WASHINGTON — The Trump administration said Friday it would not offer sanctions relief to Iran as the deadly coronavirus outbreak further isolates and cripples the Middle Eastern nation.
Iran's health ministry has said that one person dies from coronavirus every 10 minutes and 50 are becoming infected every hour.
"The whole world should know that humanitarian assistance to Iran is wide open, it's not sanctioned," Secretary of State Mike Pompeo said during a Friday briefing with President Donald Trump at the White House.
"We are doing everything we can to facilitate the humanitarian assistance moving in and to make sure that the financial transactions connected to that can take place as well. There is no sanction on medicines going to Iran, there is no sanctions on humanitarian assistance going into that country. They've got a terrible problem there and we want that humanitarian, medical assistance to get to the people of Iran," the nation's top diplomat added.
When asked again whether the administration would consider lifting U.S. sanctions on Iran, President Donald Trump doubled down by saying, "They know the answer, the leaders of Iran, they know the answer to your question."
The latest revelation comes as the U.S. imposed new sanctions this week. The Trump administration blacklisted five companies based in the United Arab Emirates, three in mainland China, three in Hong Kong and one in South Africa for doing business with Iran's petrochemical sector.
The virus — which has already killed more than 10,031 people and infected more than 245,000 people around the world — is spreading as the Iranian regime deals with intensifying U.S. sanctions.
Tehran has urged other countries to back its call for the lifting of U.S. sanctions due to the coronavirus pandemic.
"Unlawful US sanctions drained Iran's economic resources, impairing ability to fight #COVID19," Iranian Foreign Minister Mohammad Javad Zarif tweeted on Tuesday.
The sanctions are the latest move in aggressive tit-for-tat exchanges between Tehran and Washington that began in 2018, when Trump unilaterally withdrew from a 2015 international agreement to limit Iran's nuclear program.

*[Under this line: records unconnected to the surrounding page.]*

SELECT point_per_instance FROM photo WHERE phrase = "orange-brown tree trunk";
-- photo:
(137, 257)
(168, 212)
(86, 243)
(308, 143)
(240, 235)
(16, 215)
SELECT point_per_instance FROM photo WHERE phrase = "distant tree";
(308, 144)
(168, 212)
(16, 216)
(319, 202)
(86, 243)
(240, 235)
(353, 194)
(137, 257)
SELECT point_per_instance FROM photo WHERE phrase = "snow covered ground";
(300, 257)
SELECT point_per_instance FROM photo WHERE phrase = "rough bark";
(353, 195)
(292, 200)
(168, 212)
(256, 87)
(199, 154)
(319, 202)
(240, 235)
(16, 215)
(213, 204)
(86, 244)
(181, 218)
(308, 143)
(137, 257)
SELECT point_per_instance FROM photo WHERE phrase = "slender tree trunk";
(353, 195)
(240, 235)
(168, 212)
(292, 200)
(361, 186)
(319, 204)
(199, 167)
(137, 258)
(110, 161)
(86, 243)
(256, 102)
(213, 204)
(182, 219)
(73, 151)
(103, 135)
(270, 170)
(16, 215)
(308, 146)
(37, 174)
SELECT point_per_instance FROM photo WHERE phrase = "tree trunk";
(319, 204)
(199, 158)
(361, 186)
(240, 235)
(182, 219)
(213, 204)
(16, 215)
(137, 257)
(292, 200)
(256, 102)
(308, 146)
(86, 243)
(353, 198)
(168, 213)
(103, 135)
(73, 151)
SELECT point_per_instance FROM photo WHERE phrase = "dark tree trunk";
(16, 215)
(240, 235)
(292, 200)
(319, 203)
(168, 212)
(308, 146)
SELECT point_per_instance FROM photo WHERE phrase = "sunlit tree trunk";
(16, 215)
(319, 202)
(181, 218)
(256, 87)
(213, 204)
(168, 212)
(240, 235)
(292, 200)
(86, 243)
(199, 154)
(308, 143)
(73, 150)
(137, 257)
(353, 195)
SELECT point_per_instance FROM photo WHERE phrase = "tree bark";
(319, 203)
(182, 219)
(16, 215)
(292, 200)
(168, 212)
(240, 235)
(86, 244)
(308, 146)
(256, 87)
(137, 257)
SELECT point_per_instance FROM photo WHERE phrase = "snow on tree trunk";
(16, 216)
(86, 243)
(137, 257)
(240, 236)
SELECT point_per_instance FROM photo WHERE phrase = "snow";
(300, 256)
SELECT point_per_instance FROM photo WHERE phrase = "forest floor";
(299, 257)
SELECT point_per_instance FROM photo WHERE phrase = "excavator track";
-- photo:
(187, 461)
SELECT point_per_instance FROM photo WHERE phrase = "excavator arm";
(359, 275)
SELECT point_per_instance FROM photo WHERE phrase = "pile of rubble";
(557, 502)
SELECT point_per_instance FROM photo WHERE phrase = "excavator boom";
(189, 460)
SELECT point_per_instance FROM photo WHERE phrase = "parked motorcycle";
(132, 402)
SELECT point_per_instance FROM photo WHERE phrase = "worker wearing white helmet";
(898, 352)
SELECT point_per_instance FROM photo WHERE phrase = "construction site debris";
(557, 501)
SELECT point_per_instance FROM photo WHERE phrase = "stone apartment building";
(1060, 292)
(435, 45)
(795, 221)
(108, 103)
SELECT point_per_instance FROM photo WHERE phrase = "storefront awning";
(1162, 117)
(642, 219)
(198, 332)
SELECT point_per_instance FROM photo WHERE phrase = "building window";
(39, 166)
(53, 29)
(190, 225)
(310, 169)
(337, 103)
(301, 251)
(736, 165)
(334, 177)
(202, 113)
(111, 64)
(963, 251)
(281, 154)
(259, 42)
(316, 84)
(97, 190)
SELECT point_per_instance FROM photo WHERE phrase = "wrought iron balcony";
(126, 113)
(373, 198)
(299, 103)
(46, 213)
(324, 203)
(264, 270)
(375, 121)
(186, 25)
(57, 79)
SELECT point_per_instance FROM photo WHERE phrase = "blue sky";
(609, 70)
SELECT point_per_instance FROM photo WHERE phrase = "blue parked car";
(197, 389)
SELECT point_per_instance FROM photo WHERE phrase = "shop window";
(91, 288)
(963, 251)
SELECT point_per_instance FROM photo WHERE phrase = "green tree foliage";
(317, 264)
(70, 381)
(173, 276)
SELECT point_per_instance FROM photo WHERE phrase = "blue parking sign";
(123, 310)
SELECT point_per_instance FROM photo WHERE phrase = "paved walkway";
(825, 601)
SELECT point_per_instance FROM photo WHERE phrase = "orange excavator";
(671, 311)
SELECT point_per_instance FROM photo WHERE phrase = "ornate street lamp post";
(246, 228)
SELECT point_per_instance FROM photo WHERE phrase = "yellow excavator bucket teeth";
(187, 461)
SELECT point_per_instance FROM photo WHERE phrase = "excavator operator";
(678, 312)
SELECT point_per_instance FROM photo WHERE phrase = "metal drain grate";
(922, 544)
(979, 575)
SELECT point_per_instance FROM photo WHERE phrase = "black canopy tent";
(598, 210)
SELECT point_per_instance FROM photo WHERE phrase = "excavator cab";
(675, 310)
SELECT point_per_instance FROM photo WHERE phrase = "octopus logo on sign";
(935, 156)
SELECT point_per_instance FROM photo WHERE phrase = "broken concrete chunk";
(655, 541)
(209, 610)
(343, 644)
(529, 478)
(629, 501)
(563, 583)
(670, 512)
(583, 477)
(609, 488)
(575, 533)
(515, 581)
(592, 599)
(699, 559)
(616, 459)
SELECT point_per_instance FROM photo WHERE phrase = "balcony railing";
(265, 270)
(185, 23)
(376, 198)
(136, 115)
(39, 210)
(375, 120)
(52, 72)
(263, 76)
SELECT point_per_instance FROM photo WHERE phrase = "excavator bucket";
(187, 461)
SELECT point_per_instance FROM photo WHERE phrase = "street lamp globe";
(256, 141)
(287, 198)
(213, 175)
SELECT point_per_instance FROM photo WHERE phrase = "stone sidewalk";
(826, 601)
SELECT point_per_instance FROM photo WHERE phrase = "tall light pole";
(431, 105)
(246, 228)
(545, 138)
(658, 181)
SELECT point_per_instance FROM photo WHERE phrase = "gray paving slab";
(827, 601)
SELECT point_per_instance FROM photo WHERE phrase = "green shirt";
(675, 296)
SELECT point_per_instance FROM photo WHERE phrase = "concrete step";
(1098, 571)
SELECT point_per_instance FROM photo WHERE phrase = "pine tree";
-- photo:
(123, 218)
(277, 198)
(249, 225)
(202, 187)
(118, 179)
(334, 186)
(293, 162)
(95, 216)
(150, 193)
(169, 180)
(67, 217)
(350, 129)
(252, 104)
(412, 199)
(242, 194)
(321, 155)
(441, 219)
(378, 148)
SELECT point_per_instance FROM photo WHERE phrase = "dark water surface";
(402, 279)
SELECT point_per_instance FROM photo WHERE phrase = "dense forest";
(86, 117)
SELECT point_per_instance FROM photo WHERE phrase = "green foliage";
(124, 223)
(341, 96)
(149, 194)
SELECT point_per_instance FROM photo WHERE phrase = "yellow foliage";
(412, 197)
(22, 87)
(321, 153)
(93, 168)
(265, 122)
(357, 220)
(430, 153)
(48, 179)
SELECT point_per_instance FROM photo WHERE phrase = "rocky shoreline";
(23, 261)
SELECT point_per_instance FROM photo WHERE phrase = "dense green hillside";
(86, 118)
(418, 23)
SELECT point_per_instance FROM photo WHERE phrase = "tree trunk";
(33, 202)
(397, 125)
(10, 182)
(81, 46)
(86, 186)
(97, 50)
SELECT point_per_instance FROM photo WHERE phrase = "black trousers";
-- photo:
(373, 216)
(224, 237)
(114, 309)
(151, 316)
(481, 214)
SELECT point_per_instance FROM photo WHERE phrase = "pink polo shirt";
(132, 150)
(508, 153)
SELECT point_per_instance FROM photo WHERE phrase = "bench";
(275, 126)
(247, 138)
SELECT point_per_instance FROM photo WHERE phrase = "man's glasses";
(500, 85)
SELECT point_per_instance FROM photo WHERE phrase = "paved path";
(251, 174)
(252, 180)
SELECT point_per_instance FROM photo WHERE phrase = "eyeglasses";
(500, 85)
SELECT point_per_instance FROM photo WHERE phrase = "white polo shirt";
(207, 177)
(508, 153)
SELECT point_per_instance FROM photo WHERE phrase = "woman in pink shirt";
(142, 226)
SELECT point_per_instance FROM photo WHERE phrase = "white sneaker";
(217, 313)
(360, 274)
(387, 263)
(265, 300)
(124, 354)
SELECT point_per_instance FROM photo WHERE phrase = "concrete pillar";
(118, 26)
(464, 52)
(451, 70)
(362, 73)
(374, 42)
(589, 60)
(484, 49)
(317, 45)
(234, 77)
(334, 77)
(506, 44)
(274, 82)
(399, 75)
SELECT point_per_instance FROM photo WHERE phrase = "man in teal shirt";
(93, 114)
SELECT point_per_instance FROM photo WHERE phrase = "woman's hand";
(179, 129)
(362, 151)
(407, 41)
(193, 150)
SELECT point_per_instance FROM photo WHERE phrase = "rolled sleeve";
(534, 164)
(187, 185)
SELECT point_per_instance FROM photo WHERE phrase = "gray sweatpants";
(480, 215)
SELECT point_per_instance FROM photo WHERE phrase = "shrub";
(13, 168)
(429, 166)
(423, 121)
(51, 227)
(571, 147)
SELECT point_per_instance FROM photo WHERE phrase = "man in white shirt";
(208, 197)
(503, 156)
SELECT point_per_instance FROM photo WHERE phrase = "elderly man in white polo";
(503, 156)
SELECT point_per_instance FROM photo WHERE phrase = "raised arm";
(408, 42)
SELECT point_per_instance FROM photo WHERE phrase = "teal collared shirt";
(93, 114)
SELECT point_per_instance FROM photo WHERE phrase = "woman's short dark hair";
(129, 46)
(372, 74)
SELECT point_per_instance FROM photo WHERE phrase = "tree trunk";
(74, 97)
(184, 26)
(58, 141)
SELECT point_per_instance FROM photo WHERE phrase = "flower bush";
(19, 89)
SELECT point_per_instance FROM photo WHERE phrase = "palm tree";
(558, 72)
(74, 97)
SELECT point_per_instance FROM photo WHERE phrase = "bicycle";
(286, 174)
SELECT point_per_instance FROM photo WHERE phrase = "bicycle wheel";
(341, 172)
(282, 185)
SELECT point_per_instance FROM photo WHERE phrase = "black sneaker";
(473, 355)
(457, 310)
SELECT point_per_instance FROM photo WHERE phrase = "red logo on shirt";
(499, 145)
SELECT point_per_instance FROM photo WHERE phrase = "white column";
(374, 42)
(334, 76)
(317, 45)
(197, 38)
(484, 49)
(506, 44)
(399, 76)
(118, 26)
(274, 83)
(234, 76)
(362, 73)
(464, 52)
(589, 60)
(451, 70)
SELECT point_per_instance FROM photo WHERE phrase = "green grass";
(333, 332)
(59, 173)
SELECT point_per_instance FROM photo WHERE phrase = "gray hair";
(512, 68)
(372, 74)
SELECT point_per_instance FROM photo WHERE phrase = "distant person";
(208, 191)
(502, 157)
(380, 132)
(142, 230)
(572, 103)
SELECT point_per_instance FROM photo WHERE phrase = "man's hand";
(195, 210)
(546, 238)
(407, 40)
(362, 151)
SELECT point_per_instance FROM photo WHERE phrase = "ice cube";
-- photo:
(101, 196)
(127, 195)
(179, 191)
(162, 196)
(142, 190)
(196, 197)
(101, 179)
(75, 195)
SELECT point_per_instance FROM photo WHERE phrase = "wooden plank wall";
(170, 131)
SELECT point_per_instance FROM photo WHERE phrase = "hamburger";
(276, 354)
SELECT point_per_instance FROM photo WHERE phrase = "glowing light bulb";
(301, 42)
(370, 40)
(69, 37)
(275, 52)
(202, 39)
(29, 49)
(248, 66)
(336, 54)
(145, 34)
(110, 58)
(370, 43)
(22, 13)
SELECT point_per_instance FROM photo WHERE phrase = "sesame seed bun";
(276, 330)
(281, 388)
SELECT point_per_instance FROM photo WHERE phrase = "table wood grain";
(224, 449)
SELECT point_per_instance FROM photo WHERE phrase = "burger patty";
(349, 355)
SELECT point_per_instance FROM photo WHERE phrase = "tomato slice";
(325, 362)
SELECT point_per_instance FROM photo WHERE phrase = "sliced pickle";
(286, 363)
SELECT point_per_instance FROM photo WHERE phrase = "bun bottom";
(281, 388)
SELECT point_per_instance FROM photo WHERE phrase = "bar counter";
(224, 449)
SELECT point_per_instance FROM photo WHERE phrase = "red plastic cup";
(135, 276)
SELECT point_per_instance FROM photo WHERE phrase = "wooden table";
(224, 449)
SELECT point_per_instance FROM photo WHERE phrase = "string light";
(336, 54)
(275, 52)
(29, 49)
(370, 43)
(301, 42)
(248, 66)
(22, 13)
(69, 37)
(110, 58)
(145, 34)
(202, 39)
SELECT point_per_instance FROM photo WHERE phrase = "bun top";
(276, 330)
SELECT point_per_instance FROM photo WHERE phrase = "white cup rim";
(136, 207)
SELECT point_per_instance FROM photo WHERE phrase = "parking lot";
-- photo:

Earlier this year, Pompeo and Treasury Secretary Steven Mnuchin announced new sanctions days after Iran fired missiles at U.S. targets in Iraq in retaliation for an American airstrike in Baghdad that killed Iran's top military leader, Qasem Soleimani.
After the January missile strikes, President Donald Trump said the U.S. will "immediately impose additional punishing economic sanctions on the Iranian regime."
In December, State Department officials said that the maximum pressure campaign on Iran will intensify in 2020, as the U.S. seeks to rein in Tehran's pursuit of nuclear infrastructure and regional aggression.
"There will be more sanctions to come, and Iran's economic problems and challenges are going to compound in 2020," a senior State Department official said on a Dec. 30 call with reporters. "They are already deep into a recession, and we are also seeing Iran come under greater diplomatic isolation."